This has been my most detailed book to date in terms of artwork. I felt I had another 13 children at times! My own children, Kai and Rosa, are in this book. They are now more grown up, but they still need just as much caring!
Based on the popular children’s rhyme, the story you’ve created shows a more gentle and loving mother than the original. What made you decide to change this for your story?
The original story is horrid! I am not aware of any updates and I thought it was time to redo it in a way that shows the loving, caring, creative, spontaneous and sometimes almost superhuman ways that women mother. They fix, sew, cook,
mend and make do. And then do it all over again. The Old Woman who is young at heart in my book has a large pocket in her dress full of tools and useful things for all situations.
You’ve written and illustrated many stories based on popular stories or children’s songs. What is difficult and rewarding about this approach?
Yes, I’ve reworked many traditional stories now. I try and add a more modern, fun twist. I keep a nod toward the original and always want it to be sung to the original tune (a lot of my books have a music score in them), but what is especially rewarding is it can go off in any direction really.
What do you hope readers gain from reading THERE WAS AN OLD WOMAN WHO LIVED IN A SHOE?
I hope readers find the book fun! I hope they get excited at seeing all the children doing things together, like riding a gnu or having a fashion show. They might find a favorite child/animal and can spot them on each spread. Although the book is about a woman caring for “her” children, I hope any carer of children can relate to it too. I hope it makes the adults laugh with recognition at the exaggerated problems, especially the spread of the messy Hullabaloo! And a cuddle making everything okay again.
What made you decide to become an author and illustrator?
I loved art as a child. Drawing was my happy place. When I discovered there were art schools in my early teens I knew I had to go there. I went to work in graphic design first, within children’s publishing in London. So I was very immersed in that world for years. I have always had a very lively imagination (some might say childlike!), so stories just grew from my drawings or paintings. I think I can relate to the under fives well, and I love their open outlook on life, so that helps. I feel very grateful that this is my job.
What advice would you give to young authors and illustrators?

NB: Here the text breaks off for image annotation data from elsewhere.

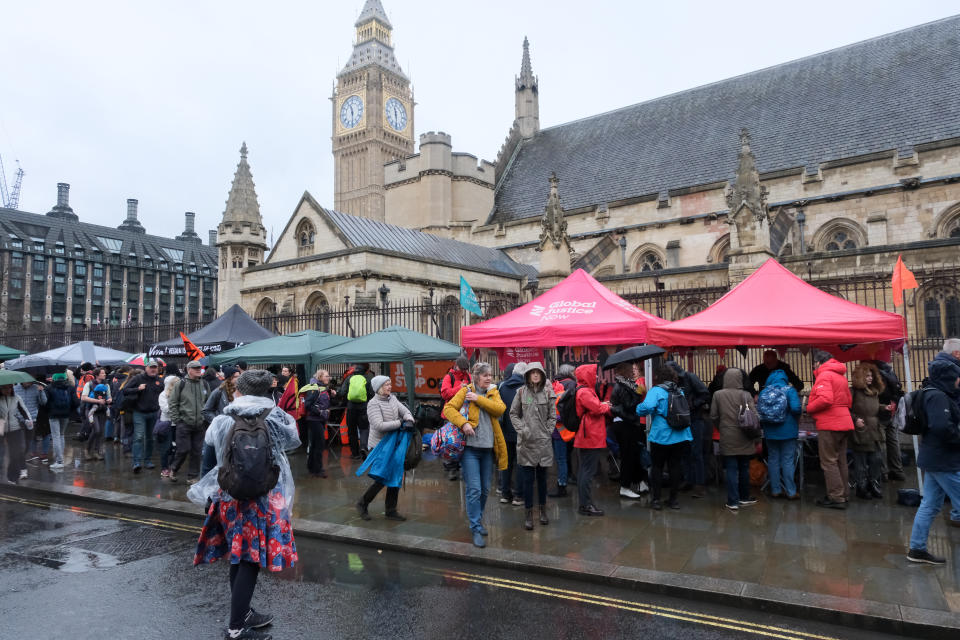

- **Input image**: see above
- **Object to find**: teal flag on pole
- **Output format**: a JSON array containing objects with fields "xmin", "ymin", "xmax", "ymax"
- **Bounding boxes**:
[{"xmin": 460, "ymin": 276, "xmax": 483, "ymax": 316}]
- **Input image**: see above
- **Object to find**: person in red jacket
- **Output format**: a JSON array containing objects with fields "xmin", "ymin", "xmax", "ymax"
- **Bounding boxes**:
[
  {"xmin": 440, "ymin": 356, "xmax": 473, "ymax": 482},
  {"xmin": 573, "ymin": 364, "xmax": 610, "ymax": 516},
  {"xmin": 807, "ymin": 351, "xmax": 853, "ymax": 509}
]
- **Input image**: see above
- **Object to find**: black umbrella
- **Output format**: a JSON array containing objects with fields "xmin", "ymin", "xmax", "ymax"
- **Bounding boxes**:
[{"xmin": 603, "ymin": 344, "xmax": 666, "ymax": 369}]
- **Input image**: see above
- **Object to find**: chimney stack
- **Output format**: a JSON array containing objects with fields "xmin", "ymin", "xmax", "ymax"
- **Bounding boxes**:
[
  {"xmin": 177, "ymin": 211, "xmax": 203, "ymax": 244},
  {"xmin": 47, "ymin": 182, "xmax": 80, "ymax": 222},
  {"xmin": 57, "ymin": 182, "xmax": 70, "ymax": 207},
  {"xmin": 117, "ymin": 198, "xmax": 147, "ymax": 233}
]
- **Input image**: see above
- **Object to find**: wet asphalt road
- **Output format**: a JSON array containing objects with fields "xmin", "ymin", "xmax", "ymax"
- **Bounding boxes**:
[{"xmin": 0, "ymin": 496, "xmax": 912, "ymax": 640}]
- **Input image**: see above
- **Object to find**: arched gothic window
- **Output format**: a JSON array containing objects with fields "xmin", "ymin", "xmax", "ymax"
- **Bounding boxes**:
[
  {"xmin": 823, "ymin": 229, "xmax": 857, "ymax": 251},
  {"xmin": 296, "ymin": 220, "xmax": 317, "ymax": 257},
  {"xmin": 637, "ymin": 251, "xmax": 663, "ymax": 271}
]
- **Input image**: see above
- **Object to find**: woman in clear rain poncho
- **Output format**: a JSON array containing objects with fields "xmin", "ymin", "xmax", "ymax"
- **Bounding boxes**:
[{"xmin": 187, "ymin": 370, "xmax": 300, "ymax": 639}]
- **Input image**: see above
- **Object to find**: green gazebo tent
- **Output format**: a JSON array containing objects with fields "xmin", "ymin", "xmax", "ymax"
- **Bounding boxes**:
[
  {"xmin": 207, "ymin": 329, "xmax": 351, "ymax": 377},
  {"xmin": 313, "ymin": 325, "xmax": 461, "ymax": 411},
  {"xmin": 0, "ymin": 344, "xmax": 27, "ymax": 362}
]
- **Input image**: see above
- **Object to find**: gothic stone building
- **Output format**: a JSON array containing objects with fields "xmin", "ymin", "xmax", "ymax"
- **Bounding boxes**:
[
  {"xmin": 0, "ymin": 183, "xmax": 217, "ymax": 337},
  {"xmin": 220, "ymin": 0, "xmax": 960, "ymax": 344}
]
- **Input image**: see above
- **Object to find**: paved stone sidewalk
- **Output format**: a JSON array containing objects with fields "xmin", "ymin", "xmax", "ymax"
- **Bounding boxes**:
[{"xmin": 15, "ymin": 436, "xmax": 960, "ymax": 632}]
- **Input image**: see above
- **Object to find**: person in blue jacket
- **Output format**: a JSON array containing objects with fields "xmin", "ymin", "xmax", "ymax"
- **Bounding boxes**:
[
  {"xmin": 637, "ymin": 365, "xmax": 693, "ymax": 511},
  {"xmin": 760, "ymin": 369, "xmax": 801, "ymax": 500}
]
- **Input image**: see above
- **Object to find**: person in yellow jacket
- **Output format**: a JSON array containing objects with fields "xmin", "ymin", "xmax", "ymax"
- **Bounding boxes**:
[{"xmin": 443, "ymin": 362, "xmax": 507, "ymax": 548}]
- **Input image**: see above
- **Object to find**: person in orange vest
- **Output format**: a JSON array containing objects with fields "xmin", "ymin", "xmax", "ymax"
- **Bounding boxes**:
[{"xmin": 547, "ymin": 364, "xmax": 577, "ymax": 498}]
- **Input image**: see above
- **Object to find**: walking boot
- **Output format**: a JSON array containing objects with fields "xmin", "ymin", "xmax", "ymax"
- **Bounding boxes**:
[{"xmin": 547, "ymin": 484, "xmax": 568, "ymax": 498}]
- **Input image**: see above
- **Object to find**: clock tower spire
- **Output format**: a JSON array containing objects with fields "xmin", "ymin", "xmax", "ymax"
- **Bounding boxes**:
[{"xmin": 331, "ymin": 0, "xmax": 415, "ymax": 221}]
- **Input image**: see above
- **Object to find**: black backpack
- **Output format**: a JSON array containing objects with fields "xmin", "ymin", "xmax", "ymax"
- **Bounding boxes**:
[
  {"xmin": 660, "ymin": 383, "xmax": 690, "ymax": 431},
  {"xmin": 217, "ymin": 409, "xmax": 280, "ymax": 500},
  {"xmin": 47, "ymin": 385, "xmax": 73, "ymax": 418},
  {"xmin": 557, "ymin": 385, "xmax": 586, "ymax": 433}
]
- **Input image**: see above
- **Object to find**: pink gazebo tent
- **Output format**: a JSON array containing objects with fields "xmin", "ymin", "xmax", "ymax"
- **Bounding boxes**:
[
  {"xmin": 650, "ymin": 258, "xmax": 906, "ymax": 362},
  {"xmin": 460, "ymin": 269, "xmax": 667, "ymax": 348}
]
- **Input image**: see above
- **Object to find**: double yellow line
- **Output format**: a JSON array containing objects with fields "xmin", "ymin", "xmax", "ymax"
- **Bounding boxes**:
[
  {"xmin": 0, "ymin": 495, "xmax": 200, "ymax": 534},
  {"xmin": 430, "ymin": 570, "xmax": 836, "ymax": 640}
]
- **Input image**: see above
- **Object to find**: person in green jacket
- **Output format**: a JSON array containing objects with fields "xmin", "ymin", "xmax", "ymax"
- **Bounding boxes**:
[{"xmin": 169, "ymin": 360, "xmax": 207, "ymax": 484}]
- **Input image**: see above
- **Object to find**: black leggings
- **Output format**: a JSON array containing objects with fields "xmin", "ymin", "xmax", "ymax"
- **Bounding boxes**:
[
  {"xmin": 230, "ymin": 562, "xmax": 260, "ymax": 629},
  {"xmin": 650, "ymin": 441, "xmax": 690, "ymax": 502}
]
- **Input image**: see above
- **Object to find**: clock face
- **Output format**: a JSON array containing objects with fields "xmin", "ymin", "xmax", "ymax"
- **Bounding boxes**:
[
  {"xmin": 384, "ymin": 98, "xmax": 407, "ymax": 131},
  {"xmin": 340, "ymin": 96, "xmax": 363, "ymax": 129}
]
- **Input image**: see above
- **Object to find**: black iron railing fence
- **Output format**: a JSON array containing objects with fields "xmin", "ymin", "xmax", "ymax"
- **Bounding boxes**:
[{"xmin": 0, "ymin": 264, "xmax": 960, "ymax": 384}]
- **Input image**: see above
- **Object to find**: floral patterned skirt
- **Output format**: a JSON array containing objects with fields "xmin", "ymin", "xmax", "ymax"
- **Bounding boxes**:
[{"xmin": 193, "ymin": 490, "xmax": 298, "ymax": 571}]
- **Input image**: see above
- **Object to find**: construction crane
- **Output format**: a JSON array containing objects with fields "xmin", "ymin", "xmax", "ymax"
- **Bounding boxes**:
[{"xmin": 0, "ymin": 155, "xmax": 23, "ymax": 209}]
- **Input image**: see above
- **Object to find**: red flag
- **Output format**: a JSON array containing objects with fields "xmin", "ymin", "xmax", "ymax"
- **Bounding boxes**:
[
  {"xmin": 180, "ymin": 331, "xmax": 204, "ymax": 360},
  {"xmin": 277, "ymin": 376, "xmax": 300, "ymax": 420},
  {"xmin": 893, "ymin": 256, "xmax": 920, "ymax": 307}
]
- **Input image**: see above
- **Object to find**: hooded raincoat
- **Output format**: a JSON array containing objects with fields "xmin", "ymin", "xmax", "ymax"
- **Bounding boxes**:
[
  {"xmin": 761, "ymin": 369, "xmax": 803, "ymax": 440},
  {"xmin": 851, "ymin": 362, "xmax": 886, "ymax": 453},
  {"xmin": 710, "ymin": 367, "xmax": 757, "ymax": 456},
  {"xmin": 807, "ymin": 358, "xmax": 853, "ymax": 431},
  {"xmin": 187, "ymin": 396, "xmax": 300, "ymax": 571},
  {"xmin": 510, "ymin": 362, "xmax": 557, "ymax": 467}
]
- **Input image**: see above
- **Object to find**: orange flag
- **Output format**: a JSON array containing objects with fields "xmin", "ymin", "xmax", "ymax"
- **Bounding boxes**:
[
  {"xmin": 180, "ymin": 331, "xmax": 204, "ymax": 360},
  {"xmin": 893, "ymin": 256, "xmax": 920, "ymax": 307},
  {"xmin": 277, "ymin": 376, "xmax": 300, "ymax": 419}
]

My advice would be to just go for it. Work hard but don’t get too stressed. Have fun. There will be rejection, there will be days when things do not work, but just draw/write/scribble/read other children’s books every day. Keep a sketchbook, work things out in there. Do not worry if the story doesn’t work straightaway or you are having a bad drawing day. But most of all enjoy it!
About the Author
Jane Cabrera is best known as an author and illustrator of children’s books. She has written and illustrated 51 books, which have been translated into more than 25 languages and won awards in the US and Europe. Jane lives in Devon, England, with her two children, ridiculously fluffy rabbits and the world’s friendliest dog.